According to the latest estimates from the secretary of state's office, of the roughly 188,000 ballots still left to count, over half are in King County, which includes Seattle and is home to the bulk of Washington's voters.
Current tabulations indicate that McCain received roughly 32 percent of the vote in King County to 26 percent for Bush. If that pattern holds in the ballots yet to be counted, McCain could very easily pass Bush in the final overall vote. The reason for the slow count is that an unusually large percentage of the population here votes by absentee, according to Assistant Secretary of State Don Whiting.
As far as allocating the GOP delegates is concerned, the final result in the so-called "beauty contest" is largely academic. Only 12 of the 37 Republican delegates will be determined by the primary result, anyway, and those delegates will be distributed based on the party vote only. Among GOP voters in Washington, Bush still holds a comfortable 20-point lead, meaning that McCain's surge is based on crossover support from Democrats and independents, and will not win him delegates.
Still, the turnaround in the final vote total could yet prove significant, depending on when it is announced, since so much of the McCain campaign's success to date has come from generating a sense of momentum among voters. McCain's momentum took a huge hit Tuesday when it was reported nationwide that Bush had not only beaten him in Virginia and North Dakota, where McCain never expected to prevail, but also in Washington, where McCain had waged a very strong campaign and predicted possible victory. Over at the McCain campaign, advisor Mike Murphy said the Washington
numbers should renew concern that Bush can garner enough support for
a general election victory.
Much of the confusion over the premature announcement of the results comes from the way the primary totals were reported by state officials. CNN and other networks called the race early Tuesday night based on the "closed" (Republican voter) tally only. There is certainly good reason for that decision, since it is the closed primary tally that will determine the delegate allocation. But from a public relations standpoint, the news reports left the impression that McCain had lost the overall vote badly, which now clearly was not the case.

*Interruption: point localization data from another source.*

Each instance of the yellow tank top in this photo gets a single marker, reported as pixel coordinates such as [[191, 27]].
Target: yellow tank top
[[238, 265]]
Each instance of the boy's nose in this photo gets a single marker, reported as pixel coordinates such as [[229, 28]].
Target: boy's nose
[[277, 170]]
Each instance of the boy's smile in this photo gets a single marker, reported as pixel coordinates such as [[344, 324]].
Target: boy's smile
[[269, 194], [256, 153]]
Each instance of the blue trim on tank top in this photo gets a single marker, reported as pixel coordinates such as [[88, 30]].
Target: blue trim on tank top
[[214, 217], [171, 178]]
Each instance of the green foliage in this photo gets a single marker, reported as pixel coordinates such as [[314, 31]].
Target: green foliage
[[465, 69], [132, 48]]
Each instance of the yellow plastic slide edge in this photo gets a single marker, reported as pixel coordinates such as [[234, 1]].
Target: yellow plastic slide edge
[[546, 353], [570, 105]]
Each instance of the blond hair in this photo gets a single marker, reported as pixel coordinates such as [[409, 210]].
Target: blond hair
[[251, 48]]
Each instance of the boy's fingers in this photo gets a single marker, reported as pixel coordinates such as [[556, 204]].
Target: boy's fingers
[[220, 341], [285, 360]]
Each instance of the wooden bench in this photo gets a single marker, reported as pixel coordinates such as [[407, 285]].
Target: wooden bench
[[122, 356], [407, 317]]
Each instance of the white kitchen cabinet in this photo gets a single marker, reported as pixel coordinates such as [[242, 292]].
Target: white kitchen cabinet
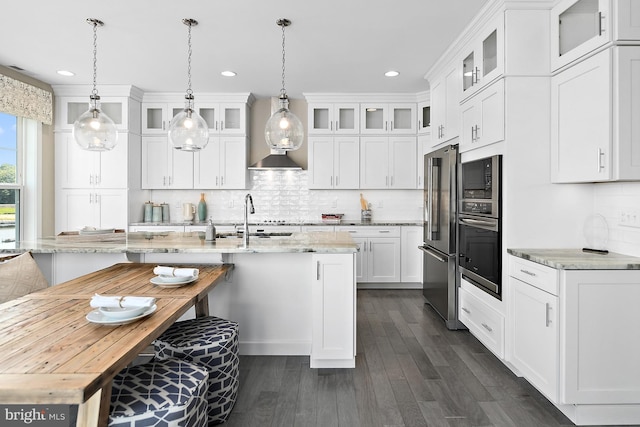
[[535, 336], [483, 117], [333, 298], [334, 118], [334, 162], [483, 321], [594, 104], [424, 117], [445, 106], [156, 116], [388, 162], [378, 256], [76, 209], [69, 108], [410, 256], [484, 60], [381, 118], [424, 147], [78, 168], [567, 338], [579, 27], [222, 164], [224, 118], [164, 167]]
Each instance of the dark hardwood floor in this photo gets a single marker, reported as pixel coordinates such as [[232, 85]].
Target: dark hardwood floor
[[410, 371]]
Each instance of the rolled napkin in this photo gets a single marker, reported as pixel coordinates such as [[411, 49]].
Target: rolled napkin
[[177, 272], [121, 301]]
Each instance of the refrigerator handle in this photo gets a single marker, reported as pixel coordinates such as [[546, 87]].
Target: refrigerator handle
[[433, 198], [433, 254]]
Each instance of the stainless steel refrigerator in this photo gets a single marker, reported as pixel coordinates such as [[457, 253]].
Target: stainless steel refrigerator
[[440, 271]]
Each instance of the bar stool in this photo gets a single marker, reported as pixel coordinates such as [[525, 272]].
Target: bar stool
[[210, 342], [168, 392]]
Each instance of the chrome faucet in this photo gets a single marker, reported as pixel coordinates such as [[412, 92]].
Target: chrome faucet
[[248, 201]]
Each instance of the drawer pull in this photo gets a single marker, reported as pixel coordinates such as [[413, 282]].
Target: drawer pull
[[487, 327]]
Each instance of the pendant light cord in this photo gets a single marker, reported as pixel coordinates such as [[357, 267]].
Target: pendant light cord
[[189, 91], [283, 92]]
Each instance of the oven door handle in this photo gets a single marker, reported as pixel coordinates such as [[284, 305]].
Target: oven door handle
[[433, 254], [487, 224]]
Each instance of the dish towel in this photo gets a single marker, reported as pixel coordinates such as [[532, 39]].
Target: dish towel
[[121, 301], [177, 272]]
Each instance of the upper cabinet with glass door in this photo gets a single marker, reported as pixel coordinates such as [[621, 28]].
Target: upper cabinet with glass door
[[380, 119], [579, 27], [327, 118], [484, 60]]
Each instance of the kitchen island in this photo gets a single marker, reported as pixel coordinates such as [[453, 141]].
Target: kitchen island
[[291, 294]]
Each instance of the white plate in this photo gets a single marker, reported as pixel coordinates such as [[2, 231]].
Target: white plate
[[95, 316], [97, 231], [172, 283]]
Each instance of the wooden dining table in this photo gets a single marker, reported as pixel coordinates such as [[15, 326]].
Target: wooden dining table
[[51, 354]]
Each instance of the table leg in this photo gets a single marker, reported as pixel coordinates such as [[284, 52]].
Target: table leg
[[202, 307]]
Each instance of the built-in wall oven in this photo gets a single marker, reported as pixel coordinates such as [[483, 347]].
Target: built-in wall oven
[[479, 224]]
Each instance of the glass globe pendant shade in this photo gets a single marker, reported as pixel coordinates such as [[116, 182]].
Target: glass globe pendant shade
[[94, 130], [188, 131], [284, 129]]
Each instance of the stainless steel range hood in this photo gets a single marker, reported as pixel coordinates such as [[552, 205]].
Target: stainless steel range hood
[[276, 160]]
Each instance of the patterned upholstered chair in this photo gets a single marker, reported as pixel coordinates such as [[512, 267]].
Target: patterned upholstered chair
[[212, 343], [20, 275], [170, 392]]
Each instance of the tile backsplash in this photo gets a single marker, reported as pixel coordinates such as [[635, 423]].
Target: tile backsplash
[[284, 195]]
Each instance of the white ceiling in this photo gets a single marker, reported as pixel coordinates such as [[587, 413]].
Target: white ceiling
[[331, 46]]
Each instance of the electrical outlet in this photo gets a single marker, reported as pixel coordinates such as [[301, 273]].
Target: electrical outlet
[[629, 218]]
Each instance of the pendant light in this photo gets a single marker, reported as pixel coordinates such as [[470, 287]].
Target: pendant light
[[94, 130], [188, 131], [284, 130]]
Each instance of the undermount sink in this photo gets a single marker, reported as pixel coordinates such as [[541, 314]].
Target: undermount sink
[[259, 235]]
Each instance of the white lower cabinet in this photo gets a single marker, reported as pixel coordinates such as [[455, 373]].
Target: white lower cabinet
[[483, 321], [573, 336], [410, 256], [333, 315], [534, 345], [378, 256], [76, 209]]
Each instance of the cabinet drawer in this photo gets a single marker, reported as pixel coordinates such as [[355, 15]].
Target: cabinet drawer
[[483, 322], [538, 275], [367, 231]]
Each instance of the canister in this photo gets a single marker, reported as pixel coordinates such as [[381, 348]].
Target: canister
[[157, 213], [165, 212], [148, 212]]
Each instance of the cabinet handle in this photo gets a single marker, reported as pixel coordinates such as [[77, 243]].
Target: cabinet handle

The media coverage created a P.R. disaster for the McCain campaign staff. They had been playing up McCain's chances in Washington, not because they expected him to win among the Republican voters, but because they thought he could claim the open portion. Thus, Cox News labeled Bush's win a "surprise," based on the GOP-only results, as did the other networks. The end product was a series of stories like the one from USA Today calling Bush's win "dramatic enough to dim memories" of his Michigan loss and giving him "a jolt of momentum."
Heading into this Tuesday's big list of primaries, McCain's camp has tried to emphasize recent poll numbers that show their man to be a stronger candidate against Democratic front-runner Al Gore than is Bush.
That strategy might be given a new boost, but for the slow pace at which the ballots are being tallied up in Washington. "We should know the [final] result by next week," Whiting said. "After King County is done, that should pretty much sum it up."
That's fine and dandy, but if McCain is ultimately declared the winner in Washington, the irony may well be that this news will come too late to have helped the challenger overcome the momentum Bush carried away with him -- erroneously, it now appears -- from primary night last week.